Autorin: Yvonne Mannsfeld (Rechtsanwältin)

Der Tatbestandsirrtum kann zum einen in der Fehlvorstellung des Täters über die Identität oder sonstige Eigenschaften des Tatobjekts liegen. Nach der sog. Gleichwertigkeitstheorie entfällt der Vorsatz gem. § 16 I 1 StGB nur, wenn es an einer tatbestandlichen Gleichwertigkeit der Objekte fehlt. Dies ist der Fall, wenn der T auf ein Wildschwein im Wald schießen wollte, es sich aber um den Jäger J handelte.

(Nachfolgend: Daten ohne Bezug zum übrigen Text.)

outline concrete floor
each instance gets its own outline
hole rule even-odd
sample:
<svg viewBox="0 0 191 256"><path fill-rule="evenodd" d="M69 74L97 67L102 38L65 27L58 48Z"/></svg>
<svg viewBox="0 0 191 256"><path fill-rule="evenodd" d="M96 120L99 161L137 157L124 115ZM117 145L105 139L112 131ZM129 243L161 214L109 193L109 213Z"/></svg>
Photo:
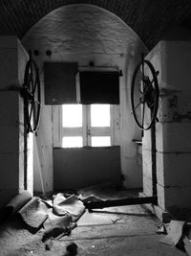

Entscheidend ist die zeitliche und räumliche Konkretisierung des Vorsatzes als kausalverlauf- steuernder Verwirklichungswille. Wollte er jedoch statt den Jäger J seinen Erzfeind E erschießen, liegt eine Gleichwertigkeit der Tatobjekte „Menschen“ vor. Der Vorsatz würde in diesem Fall nicht entfallen, da es sich lediglich um einen unbeachtlichen Motivirrtum handelt. In diesem Fall hat T seinen Vorsatz einen Menschen zu töten auf den J zeitlich und räumlich konkretisiert, sodass allein der Irrtum über die Identität des Opfers nicht zu einem Ausschluss des Vorsatzes führen kann.

Zu keinem anderen Ergebnis kommt die andere vertretene Lehre vom Gattungsvorsatz, die den Vorsatz nicht entfallen lässt, solange die Objekte aus der gleichen Gattung stammen. In dem Beispiel stammen beide aus der Gattung „Mensch“. Eines Streitentscheides bedarf es in der Regel nicht, da bei unterschiedlichen Gattungen idR auch eine wesentliche Abweichung anzunehmen sein wird.